1st Department of Obstetrics and Gynecology, National and Kapodistrian University of Athens, General Hospital Alexandra, 11528 Athens, Greece.
Department of Internal Medicine, Koutlimbaneio and Triantafylleio General Hospital of Larissa, 41221 Larissa, Greece.
Cells. 2023 Jan 4;12(2):209. doi: 10.3390/cells12020209.
It is estimated that inflammation at the placental-maternal interface is directly responsible for or contributes to the development of 50% of all premature deliveries. Chorioamnionitis, also known as the premature rupture of the amniotic membrane in the mother, is the root cause of persistent inflammation that preterm newborns experience. Beyond contributing to the onset of early labor, inflammation is a critical element in advancing several conditions in neonates, including necrotizing enterocolitis, retinopathy of prematurity, bronchopulmonary dysplasia, intraventricular hemorrhage, retinopathy of prematurity and periventricular leukomalacia. Notably, the immune systems of preterm infants are not fully developed; immune defense mechanisms and immunosuppression (tolerance) have a delicate balance that is easily upset in this patient category. As a result, premature infants are exposed to different antigens from elements such as hospital-specific microbes, artificial devices, medications, food antigens and hypoxia/hyperoxia. This has detrimental implications for preterm deliveries of less than 28 weeks because they have not yet evolved the mechanisms to tolerate maternal and self-antigens.

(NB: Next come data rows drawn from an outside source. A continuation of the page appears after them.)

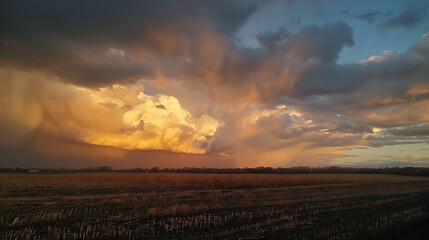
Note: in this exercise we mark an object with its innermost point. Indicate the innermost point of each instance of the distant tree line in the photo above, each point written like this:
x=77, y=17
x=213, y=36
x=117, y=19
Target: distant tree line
x=409, y=171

据估计,胎盘-母体界面的炎症直接导致或促成了所有早产儿中 50%的早产儿的发生。绒毛膜羊膜炎,也称为母亲的羊膜过早破裂,是早产儿持续炎症的根本原因。炎症不仅导致早产,还是许多新生儿疾病的关键因素,包括坏死性小肠结肠炎、早产儿视网膜病变、支气管肺发育不良、脑室出血、早产儿视网膜病变和脑室周围白质软化。值得注意的是,早产儿的免疫系统尚未完全发育;免疫防御机制和免疫抑制(耐受)之间存在微妙的平衡,在这一患者群体中很容易被打破。因此,早产儿会接触到来自医院特有微生物、人工设备、药物、食物抗原和缺氧/高氧等不同的抗原。这对不足 28 周的早产儿分娩产生不利影响,因为他们尚未发展出耐受母体和自身抗原的机制。